I think it's a picture of me doing a water change :lol:


----------



## Fogelhund (Dec 3, 2002)

From my experiences you are soon going to have problems with the mixing of those two in such a small environment. I found that eventually one would pick on the other, leading to frequent issues, and potential whining. In many cases you will also find that their are incompatible dietary requirements. You will have to upgrade the aquarium size at some point, though I believe that it is better to house these separately. Known to also bite the hand that feeds them, and can be very messy in such enclosed environments.


----------



## sumthinfishy (Jan 26, 2013)

awesome. love the response


----------



## Iggy Newcastle (May 15, 2012)

Too funny...


----------



## metricliman (Sep 3, 2012)

I don't see any filtration... what are you running?


----------



## cichlidaholic (Dec 7, 2005)

Too funny...My 18 month old grandson and cat are making a career out of how they can get in my 110G...They don't care that it's full of water!


----------



## Floridagirl (Jan 10, 2008)

Fogelhund said:


> From my experiences you are soon going to have problems with the mixing of those two in such a small environment. I found that eventually one would pick on the other, leading to frequent issues, and potential whining. In many cases you will also find that their are incompatible dietary requirements. You will have to upgrade the aquarium size at some point, though I believe that it is better to house these separately. Known to also bite the hand that feeds them, and can be very messy in such enclosed environments.


+1  Love the tank!


----------



## JonathanPrior (Sep 12, 2012)

Brilliant....... !!


----------



## des (Mar 30, 2011)

Interesting... the female is 'showing' more colour than the male. Extremely rare and unique to see.


----------



## ozman (Sep 7, 2012)

beautiful species, i had them once upon a time. but mark my words when they approach maturity they become very aggressive to all that should cross their paths.
so been there done that, never again :lol: :lol: :lol:


----------



## tapout14 (May 30, 2012)

Oh no I have that species. She is only a fry but she already is destructive and does not play well with other tank mates. So from what I hear from you all I will need a timeout tank for her as she grows. Also I guess I will need quite a few tank upgrades as well. I hope mine colors up as well as yours has...


----------



## StructureGuy (Jul 27, 2002)

I had three of those at one time but they jumped out of their tank and I don't see them very often anymore.
Kevin


----------



## JimA (Nov 7, 2009)

:lol: Thanks for the replys! My son turned 12 today.  Seems like just yesterday he was in a grow out tank.


----------



## cantrell00 (Oct 30, 2010)

JimA said:


> :lol: Thanks for the replys!
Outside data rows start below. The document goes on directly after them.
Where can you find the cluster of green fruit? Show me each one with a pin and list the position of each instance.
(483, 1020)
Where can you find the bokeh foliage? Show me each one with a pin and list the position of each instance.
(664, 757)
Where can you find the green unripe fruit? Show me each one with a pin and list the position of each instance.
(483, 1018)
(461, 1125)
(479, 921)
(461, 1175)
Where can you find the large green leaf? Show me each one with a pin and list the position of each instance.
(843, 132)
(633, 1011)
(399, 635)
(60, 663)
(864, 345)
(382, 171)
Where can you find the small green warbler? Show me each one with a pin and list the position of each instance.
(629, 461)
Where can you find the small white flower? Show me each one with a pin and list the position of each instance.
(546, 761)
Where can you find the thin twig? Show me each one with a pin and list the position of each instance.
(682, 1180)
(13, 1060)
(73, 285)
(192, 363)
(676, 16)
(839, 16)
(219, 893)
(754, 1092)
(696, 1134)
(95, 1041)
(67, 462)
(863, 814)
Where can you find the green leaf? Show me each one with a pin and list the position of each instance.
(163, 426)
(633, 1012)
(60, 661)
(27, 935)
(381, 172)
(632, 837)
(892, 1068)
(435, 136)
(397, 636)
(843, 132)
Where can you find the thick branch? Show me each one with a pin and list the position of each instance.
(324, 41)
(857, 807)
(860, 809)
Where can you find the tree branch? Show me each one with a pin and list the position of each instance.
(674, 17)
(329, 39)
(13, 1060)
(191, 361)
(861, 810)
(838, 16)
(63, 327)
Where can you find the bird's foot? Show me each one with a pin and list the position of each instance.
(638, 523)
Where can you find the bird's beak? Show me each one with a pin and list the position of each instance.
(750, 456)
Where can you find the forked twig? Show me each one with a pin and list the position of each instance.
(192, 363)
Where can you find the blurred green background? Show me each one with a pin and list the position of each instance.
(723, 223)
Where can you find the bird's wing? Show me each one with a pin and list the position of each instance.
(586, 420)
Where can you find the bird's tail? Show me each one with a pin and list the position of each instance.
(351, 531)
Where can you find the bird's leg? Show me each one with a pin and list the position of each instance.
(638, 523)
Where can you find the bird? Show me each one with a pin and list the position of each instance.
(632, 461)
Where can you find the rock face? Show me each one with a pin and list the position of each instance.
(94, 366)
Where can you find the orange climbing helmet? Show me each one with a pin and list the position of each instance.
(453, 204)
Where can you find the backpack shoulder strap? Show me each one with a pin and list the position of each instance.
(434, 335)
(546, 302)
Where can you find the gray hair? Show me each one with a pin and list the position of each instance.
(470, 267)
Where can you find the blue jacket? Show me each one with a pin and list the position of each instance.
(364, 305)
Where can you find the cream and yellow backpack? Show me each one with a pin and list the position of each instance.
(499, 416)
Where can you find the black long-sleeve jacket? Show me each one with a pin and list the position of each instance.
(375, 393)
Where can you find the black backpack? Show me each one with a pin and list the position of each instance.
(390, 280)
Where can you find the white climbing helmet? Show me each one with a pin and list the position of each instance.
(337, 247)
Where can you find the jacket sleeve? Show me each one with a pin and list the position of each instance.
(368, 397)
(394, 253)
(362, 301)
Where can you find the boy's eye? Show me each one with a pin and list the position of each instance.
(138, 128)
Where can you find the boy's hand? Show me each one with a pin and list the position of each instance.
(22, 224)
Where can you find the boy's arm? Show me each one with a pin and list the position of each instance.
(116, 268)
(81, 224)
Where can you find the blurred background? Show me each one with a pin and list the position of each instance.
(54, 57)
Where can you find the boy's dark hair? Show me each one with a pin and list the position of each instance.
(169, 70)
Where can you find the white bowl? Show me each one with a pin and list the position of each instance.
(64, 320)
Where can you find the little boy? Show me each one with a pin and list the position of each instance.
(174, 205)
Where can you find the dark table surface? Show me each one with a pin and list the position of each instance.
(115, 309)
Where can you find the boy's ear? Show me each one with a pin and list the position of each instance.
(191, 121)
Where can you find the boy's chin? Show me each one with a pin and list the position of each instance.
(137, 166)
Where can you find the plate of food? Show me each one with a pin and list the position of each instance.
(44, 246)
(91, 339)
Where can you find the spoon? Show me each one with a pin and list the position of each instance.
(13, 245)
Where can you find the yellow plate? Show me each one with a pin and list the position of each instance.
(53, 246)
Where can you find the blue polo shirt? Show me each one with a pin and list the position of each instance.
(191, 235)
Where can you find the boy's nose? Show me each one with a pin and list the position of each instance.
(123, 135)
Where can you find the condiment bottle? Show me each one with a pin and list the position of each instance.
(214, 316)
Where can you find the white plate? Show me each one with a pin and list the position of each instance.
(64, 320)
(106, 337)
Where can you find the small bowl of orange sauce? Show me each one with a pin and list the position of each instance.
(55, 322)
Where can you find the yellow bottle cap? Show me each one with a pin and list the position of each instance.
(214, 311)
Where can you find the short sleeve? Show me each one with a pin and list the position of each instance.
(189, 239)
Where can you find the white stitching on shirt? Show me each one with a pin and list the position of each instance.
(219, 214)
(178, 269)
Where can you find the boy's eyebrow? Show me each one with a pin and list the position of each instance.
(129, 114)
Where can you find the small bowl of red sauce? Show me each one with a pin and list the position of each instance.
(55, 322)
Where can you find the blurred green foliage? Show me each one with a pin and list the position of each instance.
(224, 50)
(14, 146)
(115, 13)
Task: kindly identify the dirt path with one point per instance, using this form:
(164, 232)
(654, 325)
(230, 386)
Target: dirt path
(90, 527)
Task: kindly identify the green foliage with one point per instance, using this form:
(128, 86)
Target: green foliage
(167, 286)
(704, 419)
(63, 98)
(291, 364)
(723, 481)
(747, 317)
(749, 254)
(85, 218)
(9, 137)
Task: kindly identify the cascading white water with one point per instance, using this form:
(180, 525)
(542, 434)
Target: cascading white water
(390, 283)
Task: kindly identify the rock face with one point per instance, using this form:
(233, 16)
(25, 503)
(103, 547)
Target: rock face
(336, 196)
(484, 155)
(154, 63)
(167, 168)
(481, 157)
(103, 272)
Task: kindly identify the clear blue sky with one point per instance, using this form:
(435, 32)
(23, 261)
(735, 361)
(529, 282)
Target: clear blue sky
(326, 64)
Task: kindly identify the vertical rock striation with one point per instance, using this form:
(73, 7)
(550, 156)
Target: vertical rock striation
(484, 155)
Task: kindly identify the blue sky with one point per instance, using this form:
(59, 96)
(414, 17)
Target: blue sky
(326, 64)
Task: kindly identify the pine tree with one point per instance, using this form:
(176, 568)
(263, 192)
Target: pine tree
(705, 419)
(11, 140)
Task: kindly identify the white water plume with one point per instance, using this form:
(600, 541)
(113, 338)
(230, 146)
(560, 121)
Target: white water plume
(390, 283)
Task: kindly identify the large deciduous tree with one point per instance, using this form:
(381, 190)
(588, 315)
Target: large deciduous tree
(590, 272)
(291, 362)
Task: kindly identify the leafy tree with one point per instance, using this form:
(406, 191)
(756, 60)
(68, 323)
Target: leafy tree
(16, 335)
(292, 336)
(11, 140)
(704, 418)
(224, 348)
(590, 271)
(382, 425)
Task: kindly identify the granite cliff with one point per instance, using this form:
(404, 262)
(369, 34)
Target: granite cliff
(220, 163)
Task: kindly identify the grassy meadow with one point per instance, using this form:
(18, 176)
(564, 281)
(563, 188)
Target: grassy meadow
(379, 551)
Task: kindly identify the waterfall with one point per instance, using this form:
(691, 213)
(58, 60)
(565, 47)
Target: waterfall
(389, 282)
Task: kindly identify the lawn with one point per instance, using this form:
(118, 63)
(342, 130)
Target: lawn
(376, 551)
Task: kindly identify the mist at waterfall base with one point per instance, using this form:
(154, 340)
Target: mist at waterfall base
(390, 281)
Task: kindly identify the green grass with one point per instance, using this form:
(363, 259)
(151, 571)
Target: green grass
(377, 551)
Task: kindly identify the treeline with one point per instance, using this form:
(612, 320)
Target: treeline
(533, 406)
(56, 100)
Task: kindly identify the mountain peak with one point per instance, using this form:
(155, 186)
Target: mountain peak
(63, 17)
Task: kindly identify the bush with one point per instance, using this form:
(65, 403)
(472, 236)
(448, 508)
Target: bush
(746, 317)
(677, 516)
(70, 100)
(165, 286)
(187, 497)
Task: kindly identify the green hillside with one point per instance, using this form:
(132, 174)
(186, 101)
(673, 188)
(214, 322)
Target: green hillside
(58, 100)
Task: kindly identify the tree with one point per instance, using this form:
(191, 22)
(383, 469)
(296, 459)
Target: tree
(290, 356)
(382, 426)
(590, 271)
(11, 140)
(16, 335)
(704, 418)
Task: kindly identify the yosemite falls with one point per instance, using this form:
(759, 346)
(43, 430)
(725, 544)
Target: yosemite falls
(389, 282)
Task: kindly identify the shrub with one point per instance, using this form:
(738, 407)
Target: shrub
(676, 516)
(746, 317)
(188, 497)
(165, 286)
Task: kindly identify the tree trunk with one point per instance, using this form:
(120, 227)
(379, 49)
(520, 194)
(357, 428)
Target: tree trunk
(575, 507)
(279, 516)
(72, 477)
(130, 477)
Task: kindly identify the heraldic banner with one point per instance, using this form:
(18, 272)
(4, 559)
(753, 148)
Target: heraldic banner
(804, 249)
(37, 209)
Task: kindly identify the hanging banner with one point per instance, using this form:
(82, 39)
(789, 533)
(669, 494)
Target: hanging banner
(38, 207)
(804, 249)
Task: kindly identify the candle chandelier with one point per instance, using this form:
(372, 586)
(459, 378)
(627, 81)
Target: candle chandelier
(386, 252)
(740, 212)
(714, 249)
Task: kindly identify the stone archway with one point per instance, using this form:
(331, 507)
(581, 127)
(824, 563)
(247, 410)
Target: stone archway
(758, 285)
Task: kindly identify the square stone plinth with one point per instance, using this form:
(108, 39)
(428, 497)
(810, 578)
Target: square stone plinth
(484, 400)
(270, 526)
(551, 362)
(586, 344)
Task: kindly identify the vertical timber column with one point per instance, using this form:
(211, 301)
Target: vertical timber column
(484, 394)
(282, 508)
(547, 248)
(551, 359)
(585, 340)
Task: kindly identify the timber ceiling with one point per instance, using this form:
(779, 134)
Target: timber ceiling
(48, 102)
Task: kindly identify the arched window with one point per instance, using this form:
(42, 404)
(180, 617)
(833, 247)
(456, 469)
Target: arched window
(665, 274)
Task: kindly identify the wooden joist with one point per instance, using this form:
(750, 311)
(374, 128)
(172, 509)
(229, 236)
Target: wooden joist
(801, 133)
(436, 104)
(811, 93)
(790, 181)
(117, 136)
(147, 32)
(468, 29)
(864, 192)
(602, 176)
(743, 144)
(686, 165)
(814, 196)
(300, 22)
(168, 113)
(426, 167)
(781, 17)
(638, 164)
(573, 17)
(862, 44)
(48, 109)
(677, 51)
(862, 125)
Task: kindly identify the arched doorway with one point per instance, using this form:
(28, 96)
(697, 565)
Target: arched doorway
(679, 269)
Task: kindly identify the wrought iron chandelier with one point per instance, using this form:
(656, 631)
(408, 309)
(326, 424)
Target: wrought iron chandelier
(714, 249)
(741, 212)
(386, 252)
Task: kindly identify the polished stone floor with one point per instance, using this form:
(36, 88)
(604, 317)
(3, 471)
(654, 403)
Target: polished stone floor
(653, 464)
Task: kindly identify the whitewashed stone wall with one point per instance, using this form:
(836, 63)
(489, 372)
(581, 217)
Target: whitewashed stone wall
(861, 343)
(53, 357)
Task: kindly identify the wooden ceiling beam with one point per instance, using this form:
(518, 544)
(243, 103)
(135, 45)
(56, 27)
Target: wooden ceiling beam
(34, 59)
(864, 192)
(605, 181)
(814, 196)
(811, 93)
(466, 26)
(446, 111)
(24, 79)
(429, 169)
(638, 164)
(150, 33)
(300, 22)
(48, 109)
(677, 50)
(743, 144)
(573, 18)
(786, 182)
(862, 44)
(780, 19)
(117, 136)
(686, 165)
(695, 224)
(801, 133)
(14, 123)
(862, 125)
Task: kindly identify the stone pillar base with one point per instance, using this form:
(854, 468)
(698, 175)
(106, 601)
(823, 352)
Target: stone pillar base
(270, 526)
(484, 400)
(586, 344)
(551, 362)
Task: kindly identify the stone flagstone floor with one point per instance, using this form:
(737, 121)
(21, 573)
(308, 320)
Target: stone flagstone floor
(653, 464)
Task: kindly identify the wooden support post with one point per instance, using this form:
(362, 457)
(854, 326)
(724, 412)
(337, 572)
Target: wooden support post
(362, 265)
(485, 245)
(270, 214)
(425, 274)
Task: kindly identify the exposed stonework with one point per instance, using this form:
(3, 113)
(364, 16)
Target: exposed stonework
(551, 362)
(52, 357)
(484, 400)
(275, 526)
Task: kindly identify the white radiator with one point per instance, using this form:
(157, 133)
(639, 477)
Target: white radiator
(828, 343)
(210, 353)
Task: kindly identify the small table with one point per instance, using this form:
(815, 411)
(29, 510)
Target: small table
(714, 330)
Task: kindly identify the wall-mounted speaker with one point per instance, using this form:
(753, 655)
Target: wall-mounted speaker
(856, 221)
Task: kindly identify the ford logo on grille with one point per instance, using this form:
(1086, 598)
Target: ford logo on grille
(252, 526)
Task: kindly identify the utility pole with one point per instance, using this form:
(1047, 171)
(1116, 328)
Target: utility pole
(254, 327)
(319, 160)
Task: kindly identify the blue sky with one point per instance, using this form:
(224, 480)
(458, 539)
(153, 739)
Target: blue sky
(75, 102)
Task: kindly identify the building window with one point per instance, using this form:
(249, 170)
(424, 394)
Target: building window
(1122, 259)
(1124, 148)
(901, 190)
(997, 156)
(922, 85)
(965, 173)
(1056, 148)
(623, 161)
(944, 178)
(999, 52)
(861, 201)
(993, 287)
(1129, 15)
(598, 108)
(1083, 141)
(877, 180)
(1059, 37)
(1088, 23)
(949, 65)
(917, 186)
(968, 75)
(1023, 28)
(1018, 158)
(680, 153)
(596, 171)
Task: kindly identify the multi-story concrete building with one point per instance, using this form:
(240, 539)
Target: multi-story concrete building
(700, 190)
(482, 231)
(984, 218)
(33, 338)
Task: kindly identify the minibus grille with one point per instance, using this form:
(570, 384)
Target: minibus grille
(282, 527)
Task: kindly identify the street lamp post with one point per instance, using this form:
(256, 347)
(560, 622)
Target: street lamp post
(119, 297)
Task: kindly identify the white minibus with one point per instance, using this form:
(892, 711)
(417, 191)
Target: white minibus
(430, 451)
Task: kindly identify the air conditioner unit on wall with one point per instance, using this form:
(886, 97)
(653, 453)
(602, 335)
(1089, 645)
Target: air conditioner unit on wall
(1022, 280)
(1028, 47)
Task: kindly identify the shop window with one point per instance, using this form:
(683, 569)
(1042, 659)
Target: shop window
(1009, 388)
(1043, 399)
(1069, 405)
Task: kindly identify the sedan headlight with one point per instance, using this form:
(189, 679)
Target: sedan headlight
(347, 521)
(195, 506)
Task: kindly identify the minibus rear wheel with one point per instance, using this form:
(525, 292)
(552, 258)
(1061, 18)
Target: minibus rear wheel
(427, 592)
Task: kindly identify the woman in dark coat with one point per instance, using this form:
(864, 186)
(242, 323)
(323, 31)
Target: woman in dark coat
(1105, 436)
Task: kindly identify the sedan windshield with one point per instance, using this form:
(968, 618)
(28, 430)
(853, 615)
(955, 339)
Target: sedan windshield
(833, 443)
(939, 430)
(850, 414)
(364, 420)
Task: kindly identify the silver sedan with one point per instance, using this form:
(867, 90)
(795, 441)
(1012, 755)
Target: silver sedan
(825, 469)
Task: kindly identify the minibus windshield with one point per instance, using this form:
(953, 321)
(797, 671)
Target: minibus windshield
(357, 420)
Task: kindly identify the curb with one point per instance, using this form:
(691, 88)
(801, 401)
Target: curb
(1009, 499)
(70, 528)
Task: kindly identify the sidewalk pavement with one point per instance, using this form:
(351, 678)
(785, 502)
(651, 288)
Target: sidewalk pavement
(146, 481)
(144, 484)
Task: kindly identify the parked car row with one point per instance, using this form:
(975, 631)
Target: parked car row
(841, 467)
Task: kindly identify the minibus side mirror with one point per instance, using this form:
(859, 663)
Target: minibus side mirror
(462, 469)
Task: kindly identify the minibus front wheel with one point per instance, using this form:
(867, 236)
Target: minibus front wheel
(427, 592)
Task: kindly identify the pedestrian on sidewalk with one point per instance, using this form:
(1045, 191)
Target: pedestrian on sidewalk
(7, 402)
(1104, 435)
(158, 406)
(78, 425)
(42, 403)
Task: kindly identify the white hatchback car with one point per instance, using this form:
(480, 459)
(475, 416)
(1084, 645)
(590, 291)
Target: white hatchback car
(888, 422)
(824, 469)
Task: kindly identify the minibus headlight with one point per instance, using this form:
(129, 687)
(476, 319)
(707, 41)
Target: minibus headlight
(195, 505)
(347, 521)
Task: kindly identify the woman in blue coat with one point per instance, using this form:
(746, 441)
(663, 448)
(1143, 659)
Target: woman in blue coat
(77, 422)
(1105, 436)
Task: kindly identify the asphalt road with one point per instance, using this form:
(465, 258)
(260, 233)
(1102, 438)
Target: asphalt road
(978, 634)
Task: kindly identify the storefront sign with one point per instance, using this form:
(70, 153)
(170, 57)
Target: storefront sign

My son turned 12 today.  Seems like just yesterday he was in a grow out tank.


Mine is 13 and I know exactly what you mean.


----------



## cichlid-gal (Apr 27, 2012)

I have two young F1 females from different spawnings along with one lone F1 young male from yet another spawning. Certainly what most would call a "mixed or community tank", I call it my "grandchildren" tank. This current tank gets very rambunctious at times with these guys swimming around hiding everywhere and performing random attacks on one another. I've found that heavy feedings and frequent changes of scenery help a lot.

As for the "wild" parents of these fry, I'm very familiar with them having spent the last almost 30 years raising them. I rehomed them years ago only to have them come back a number of times. They are now occupying their own tanks which makes me very very happy :dancing:


----------